It is always fascinating to look on how our rapid pace of change in life is changing even the smallest details of finding a new career. Among these changes are the realities facing career seekers that are looking to relocate or make themselves available to do so. I surely don’t claim to be an expert on all relocation details in all industries, but I am involved in at least 10 relocation placements per year and have been for many years. I have watched these become more difficult since the housing crisis so can draw some generalities about best practices.  It is important for career seekers to understand how to best market themselves if relocation is their reality. For that purpose, let’s define the two type of candidates seeking relocation and unpack some perceptions hiring managers have in both instances:


+ The first type of relocating candidate is one that seeks to relocate to a certain city for a specific purpose. Usually this is to get closer to family or their roots. In this case the candidate should ensure that they make it clear as to why they are seeking to move to that area.  In this instance, it should be noted on resumes exactly where the candidate is seeking to move. If a living location has already been determined in that city, it is appropriate to put that on the resume during submittal. Candidates should make sure they communicate their knowledge of the market they are moving to. More than ever, companies desire that candidates are very knowledgeable of local trends and demographics of the market they are hiring for so this knowledge is imperative for the relocating candidate to be able to communicate

+The other type of relocating candidate is one that seeks the best opportunity for the growth of their career and is willing to go most anywhere to do so. Most companies have become apprehensive to even interview these types of candidates, but if candidates in this category can market themselves correctly they can have a huge advantage in gaining great opportunity; however, without intentionality they will find themselves spinning their wheels. The best way for candidates in this category to gain traction with this strategy is to specify and take aim the top 3 companies they would want a career with, apply to a local area or an area with a vested interest if possible and then communicate their relocatability. In this instance the candidate is seen as more marketable.

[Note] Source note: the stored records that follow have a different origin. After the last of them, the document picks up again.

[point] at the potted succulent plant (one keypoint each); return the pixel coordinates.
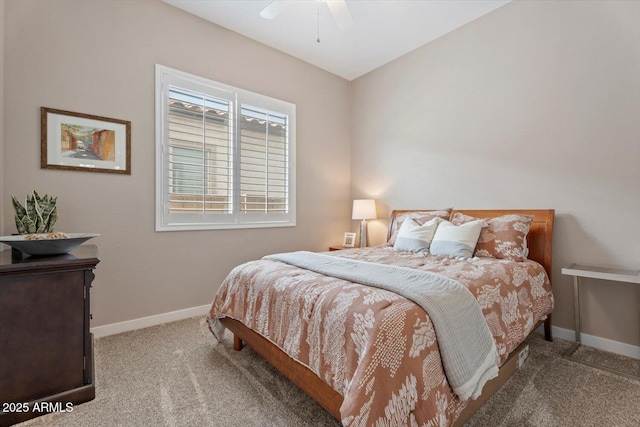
(39, 215)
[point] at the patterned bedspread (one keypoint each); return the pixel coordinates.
(376, 348)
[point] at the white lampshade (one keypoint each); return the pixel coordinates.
(364, 209)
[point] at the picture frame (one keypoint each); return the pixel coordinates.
(349, 240)
(83, 142)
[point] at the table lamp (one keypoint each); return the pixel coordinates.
(364, 210)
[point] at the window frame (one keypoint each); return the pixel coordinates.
(166, 221)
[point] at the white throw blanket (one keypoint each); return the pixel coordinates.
(467, 348)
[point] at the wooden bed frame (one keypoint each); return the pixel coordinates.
(539, 244)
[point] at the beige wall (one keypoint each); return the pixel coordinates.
(2, 177)
(98, 57)
(536, 105)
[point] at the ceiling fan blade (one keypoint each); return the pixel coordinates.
(341, 13)
(273, 9)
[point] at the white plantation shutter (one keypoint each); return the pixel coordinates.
(224, 156)
(263, 161)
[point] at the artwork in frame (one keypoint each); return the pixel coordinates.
(82, 142)
(349, 240)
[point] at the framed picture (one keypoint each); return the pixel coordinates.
(82, 142)
(349, 240)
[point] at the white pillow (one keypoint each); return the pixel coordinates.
(456, 240)
(414, 237)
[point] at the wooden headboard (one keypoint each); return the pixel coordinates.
(538, 239)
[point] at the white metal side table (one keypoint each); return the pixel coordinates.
(578, 272)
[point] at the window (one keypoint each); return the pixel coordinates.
(225, 157)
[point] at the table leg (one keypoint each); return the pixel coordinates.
(576, 306)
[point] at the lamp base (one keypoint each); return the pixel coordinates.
(364, 241)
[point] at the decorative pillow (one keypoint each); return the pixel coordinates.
(414, 237)
(505, 237)
(456, 240)
(419, 216)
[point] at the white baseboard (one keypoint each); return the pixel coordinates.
(145, 322)
(596, 342)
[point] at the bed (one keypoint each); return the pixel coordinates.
(371, 356)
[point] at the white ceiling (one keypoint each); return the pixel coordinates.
(384, 29)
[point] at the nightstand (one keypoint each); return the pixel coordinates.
(602, 273)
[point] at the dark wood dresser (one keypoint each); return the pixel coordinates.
(46, 349)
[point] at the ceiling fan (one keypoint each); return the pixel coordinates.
(338, 8)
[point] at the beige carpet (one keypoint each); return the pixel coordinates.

Most importantly and relevant to both types of candidates, relocating candidates must have thought out their relocation strategy in depth. If a relocating candidate is not able to explain specifics of getting out of a lease, selling or renting a current home and family plans they will not convince a hiring manager that they are serious about a move.

Advancing in our career is important and relocation can certainly help, but without being conscious of relevant hiring trends candidates will not be moving forward. If I can draw one safe conclusion across all industries is that candidates that are seeking to relocate usually do not have a good blueprint to learn from to market themselves. Please chime in and share your experience whether you are a hiring manager, employer or candidate who has relocated. Together we can help those that are serious about growing their careers in a different geography.